Common child health issues

Here’s a quick guide to some of the most common child health issues in Australia.


Allergies happen when your child’s immune system reacts to substances in the environment that are harmless to most people – for example, foods, insect stings, dust mites, animals or pollen. See your GP if you think your child has an allergy.
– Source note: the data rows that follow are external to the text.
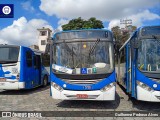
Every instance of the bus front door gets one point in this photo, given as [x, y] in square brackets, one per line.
[37, 70]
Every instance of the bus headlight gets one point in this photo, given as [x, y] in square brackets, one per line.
[57, 87]
[14, 70]
[17, 77]
[107, 87]
[144, 86]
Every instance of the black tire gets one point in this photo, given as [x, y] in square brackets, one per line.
[45, 80]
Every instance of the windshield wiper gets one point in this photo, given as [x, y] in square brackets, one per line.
[93, 47]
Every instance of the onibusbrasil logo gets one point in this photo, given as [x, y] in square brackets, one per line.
[6, 10]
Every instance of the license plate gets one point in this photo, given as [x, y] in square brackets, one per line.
[1, 84]
[2, 79]
[82, 96]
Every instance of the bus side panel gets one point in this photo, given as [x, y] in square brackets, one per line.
[22, 57]
[27, 73]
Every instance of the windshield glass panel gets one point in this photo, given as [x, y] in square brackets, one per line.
[9, 54]
[90, 57]
[82, 34]
[149, 55]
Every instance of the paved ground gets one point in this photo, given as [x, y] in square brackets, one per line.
[39, 100]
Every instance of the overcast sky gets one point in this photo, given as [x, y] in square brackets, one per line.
[32, 14]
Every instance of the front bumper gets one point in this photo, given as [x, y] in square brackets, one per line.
[144, 95]
[92, 95]
[12, 85]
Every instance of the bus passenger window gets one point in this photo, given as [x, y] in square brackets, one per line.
[29, 59]
[37, 60]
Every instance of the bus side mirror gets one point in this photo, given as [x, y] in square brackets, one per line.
[47, 50]
[136, 44]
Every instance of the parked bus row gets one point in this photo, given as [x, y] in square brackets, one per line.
[22, 68]
[82, 65]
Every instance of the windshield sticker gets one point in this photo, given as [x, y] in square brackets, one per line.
[62, 69]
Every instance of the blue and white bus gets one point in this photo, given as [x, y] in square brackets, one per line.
[82, 65]
[139, 64]
[22, 68]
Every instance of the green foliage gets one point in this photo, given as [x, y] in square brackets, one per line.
[80, 23]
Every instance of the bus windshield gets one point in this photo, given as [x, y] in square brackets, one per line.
[83, 57]
[9, 54]
[149, 55]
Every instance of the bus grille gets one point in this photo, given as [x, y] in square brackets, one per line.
[82, 81]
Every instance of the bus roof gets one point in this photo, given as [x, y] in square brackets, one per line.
[135, 34]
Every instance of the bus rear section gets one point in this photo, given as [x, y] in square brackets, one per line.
[10, 67]
[21, 68]
[82, 66]
[139, 64]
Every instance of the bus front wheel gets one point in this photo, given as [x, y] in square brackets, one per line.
[45, 80]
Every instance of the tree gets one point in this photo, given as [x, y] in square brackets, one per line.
[80, 23]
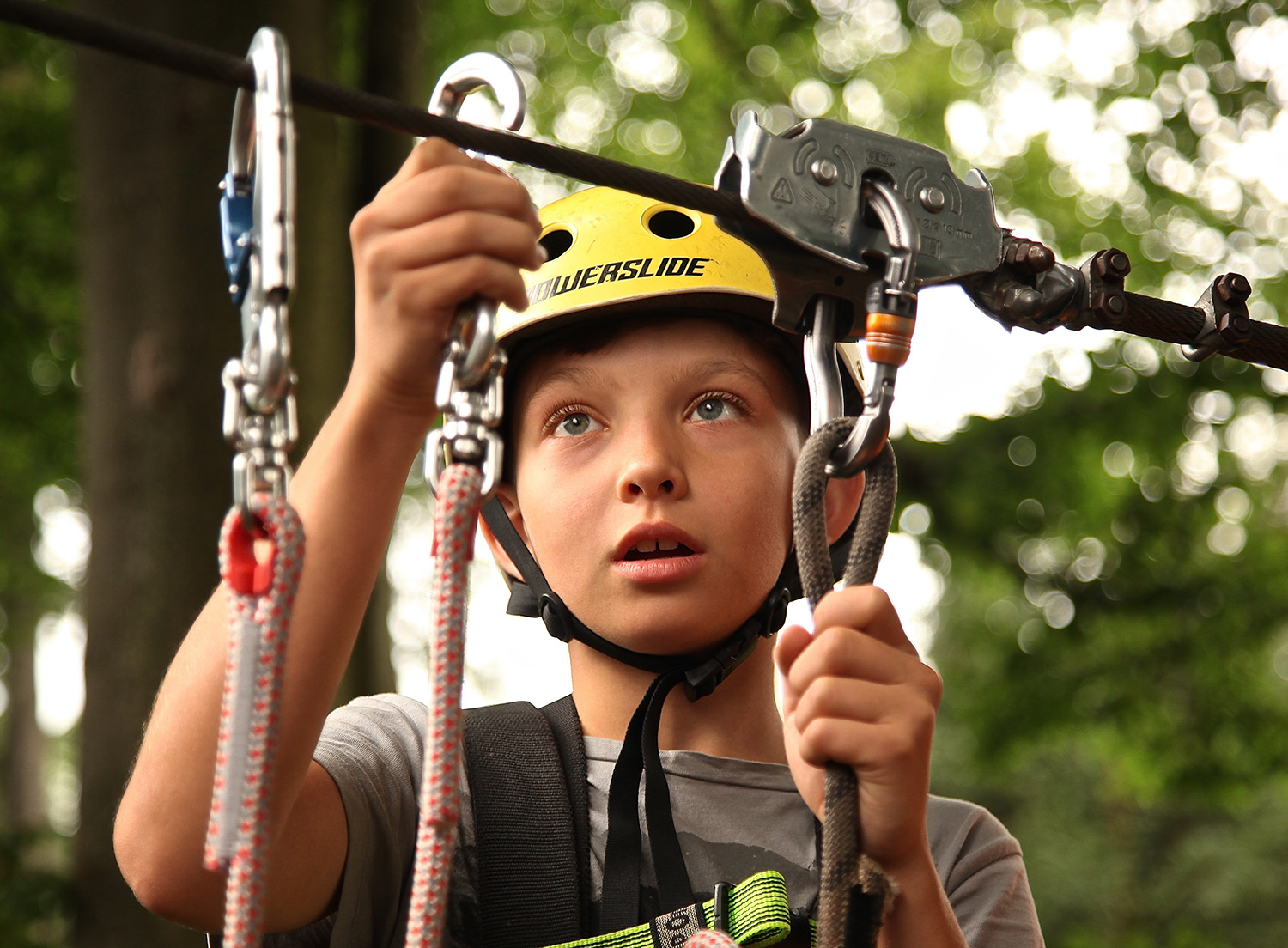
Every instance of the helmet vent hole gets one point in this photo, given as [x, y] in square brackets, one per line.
[671, 224]
[556, 242]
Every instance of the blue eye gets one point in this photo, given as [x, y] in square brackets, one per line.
[714, 409]
[574, 424]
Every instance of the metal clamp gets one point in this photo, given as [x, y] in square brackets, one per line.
[811, 188]
[469, 381]
[1226, 322]
[891, 309]
[258, 223]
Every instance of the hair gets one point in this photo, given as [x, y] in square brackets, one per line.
[590, 335]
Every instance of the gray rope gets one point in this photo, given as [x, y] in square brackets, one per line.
[853, 889]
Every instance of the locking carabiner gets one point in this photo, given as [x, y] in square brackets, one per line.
[469, 380]
[890, 321]
[257, 214]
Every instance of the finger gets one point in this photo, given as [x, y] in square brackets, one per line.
[788, 646]
[425, 155]
[866, 608]
[862, 701]
[890, 746]
[458, 234]
[453, 283]
[850, 654]
[450, 188]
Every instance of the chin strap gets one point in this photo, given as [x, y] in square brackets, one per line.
[623, 903]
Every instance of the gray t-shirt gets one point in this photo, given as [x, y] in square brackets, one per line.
[733, 818]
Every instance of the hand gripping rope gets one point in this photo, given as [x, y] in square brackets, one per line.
[257, 210]
[463, 460]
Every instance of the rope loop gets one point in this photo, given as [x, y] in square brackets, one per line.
[260, 597]
[852, 886]
[459, 495]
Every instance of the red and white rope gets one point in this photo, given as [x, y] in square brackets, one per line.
[260, 597]
[455, 518]
[710, 938]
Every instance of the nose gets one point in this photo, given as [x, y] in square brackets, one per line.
[651, 466]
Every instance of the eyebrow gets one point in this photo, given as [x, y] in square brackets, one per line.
[586, 378]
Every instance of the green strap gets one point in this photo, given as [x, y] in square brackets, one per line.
[759, 916]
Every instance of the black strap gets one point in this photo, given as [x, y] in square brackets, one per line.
[531, 885]
[566, 726]
[620, 904]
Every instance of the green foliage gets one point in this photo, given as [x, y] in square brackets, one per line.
[1112, 633]
[39, 307]
[35, 899]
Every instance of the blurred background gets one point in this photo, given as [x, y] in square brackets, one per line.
[1091, 531]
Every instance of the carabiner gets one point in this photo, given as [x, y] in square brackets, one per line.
[258, 219]
[257, 213]
[890, 319]
[469, 379]
[477, 324]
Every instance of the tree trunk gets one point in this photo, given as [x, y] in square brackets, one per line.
[159, 327]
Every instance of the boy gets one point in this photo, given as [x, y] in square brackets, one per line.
[651, 481]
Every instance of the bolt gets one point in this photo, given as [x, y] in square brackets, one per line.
[1109, 306]
[1233, 327]
[824, 172]
[1233, 288]
[1110, 264]
[933, 198]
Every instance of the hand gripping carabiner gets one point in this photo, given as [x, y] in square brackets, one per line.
[469, 380]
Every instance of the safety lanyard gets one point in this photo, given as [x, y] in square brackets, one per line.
[463, 461]
[262, 544]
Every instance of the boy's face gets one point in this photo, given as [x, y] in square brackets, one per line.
[653, 481]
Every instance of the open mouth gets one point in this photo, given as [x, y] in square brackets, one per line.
[657, 549]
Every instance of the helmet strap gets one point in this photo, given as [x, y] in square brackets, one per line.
[533, 597]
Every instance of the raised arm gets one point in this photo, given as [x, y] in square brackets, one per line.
[447, 227]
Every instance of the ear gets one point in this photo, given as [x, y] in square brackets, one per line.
[510, 504]
[841, 504]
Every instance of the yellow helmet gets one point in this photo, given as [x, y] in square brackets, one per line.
[611, 249]
[612, 252]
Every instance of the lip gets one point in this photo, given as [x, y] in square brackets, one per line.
[652, 571]
[653, 531]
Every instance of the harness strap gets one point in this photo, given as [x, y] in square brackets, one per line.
[759, 916]
[566, 728]
[623, 858]
[528, 875]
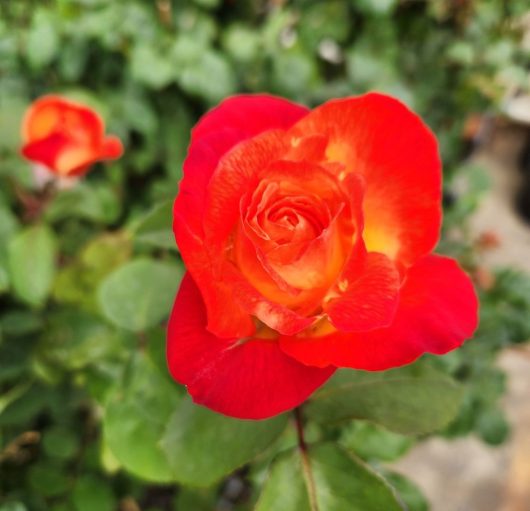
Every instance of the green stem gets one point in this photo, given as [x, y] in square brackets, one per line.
[306, 463]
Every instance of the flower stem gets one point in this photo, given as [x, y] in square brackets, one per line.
[306, 463]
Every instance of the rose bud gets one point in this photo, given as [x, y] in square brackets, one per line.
[66, 137]
[308, 239]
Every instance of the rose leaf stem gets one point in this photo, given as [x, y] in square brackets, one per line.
[306, 463]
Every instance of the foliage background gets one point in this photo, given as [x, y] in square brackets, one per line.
[89, 419]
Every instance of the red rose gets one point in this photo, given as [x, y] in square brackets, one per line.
[308, 236]
[66, 137]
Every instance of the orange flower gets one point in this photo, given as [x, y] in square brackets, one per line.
[308, 239]
[66, 137]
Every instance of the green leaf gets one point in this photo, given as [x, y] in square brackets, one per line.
[48, 480]
[337, 481]
[136, 414]
[60, 442]
[203, 446]
[92, 493]
[150, 67]
[75, 339]
[31, 258]
[409, 493]
[378, 7]
[139, 294]
[43, 41]
[209, 77]
[411, 400]
[4, 279]
[77, 282]
[13, 506]
[156, 228]
[96, 203]
[196, 499]
[372, 442]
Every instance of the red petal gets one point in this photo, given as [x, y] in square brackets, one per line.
[47, 150]
[247, 380]
[55, 114]
[382, 140]
[226, 317]
[234, 120]
[249, 115]
[66, 136]
[436, 314]
[367, 300]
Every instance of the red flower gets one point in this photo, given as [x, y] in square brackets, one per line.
[66, 137]
[308, 236]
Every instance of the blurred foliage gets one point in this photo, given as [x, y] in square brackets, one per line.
[89, 418]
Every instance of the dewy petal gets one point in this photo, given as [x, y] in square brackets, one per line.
[437, 312]
[380, 139]
[251, 379]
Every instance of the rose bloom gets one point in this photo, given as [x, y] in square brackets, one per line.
[307, 236]
[66, 137]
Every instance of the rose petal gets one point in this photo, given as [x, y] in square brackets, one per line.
[436, 314]
[366, 295]
[379, 138]
[247, 380]
[219, 130]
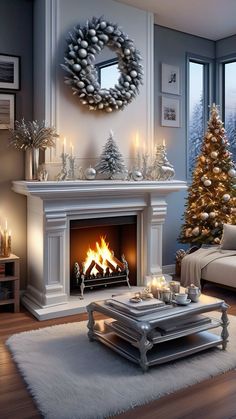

If your child has asthma she might have a whistling wheeze when breathing, be short of breath either during physical activity or while she’s resting, or have a persistent dry cough or cough during physical activity or at night. If you think your child has asthma, see your GP.


Children can get colds as often as once a month. The best treatment is usually fluids, comfort and rest. Antibiotics won’t help. If you’re worried that it’s something more serious than a cold, see your GP.


Conjunctivitis is an infection of the lining of the eyeball and eyelids. Symptoms include red, puffy, sticky and sore eyes. Bacterial and viral conjunctivitis are very contagious, but allergic conjunctivitis isn’t contagious. Take your child to the GP to check which kind of conjunctivitis your child has and how to treat it.

Food intolerances

Food intolerances are a reaction to a food you’ve eaten. Symptoms include bloating, diarrhea and stomach pain, which usually clear up by themselves. Talk to your GP if you think your child has a food intolerance.


Lots of children get gastroenteritis (‘gastro’). Symptoms include diarrhoea, loss of appetite, vomiting and nausea, stomach cramps and fever. Most cases of gastroenteritis in children aren’t serious, but it’s important to make sure that your child gets enough fluid.

Hand, foot and mouth disease

Hand, foot and mouth disease causes small blisters inside the mouth and on the hands and feet. These aren’t itchy. It’s a mild and harmless infection.


Impetigo or school sores usually starts as flat, red spots or small blisters anywhere on your child’s body. The spots might fill up with yellow or green pus, burst or crust over. The blisters are very itchy. If you think your child has impetigo, take her to the GP, because she needs antibiotics. Impetigo is highly contagious.

Lice or nits

These insects attach themselves to children’s hair, lay eggs (often called nits) and cause lots of scratching and itching. You can remove lice by combing wet hair with conditioner or using anti-lice products.


A wart is a small, flesh-coloured, raised growth. You mostly see them on children’s arms, hands and legs. Warts are usually painless. See your GP if the wart is on your child’s face, feet or genitals, or if the wart looks red, hot and painful.


Symptoms of worms include an itchy or red bottom. Worms aren’t usually dangerous. They’re easy to treat with antiparasitic tablets that you can buy over the counter from your local pharmacy. You should treat everyone in the family at the same time. It’s very common for infections to come back, particularly in children at child care, preschool or school.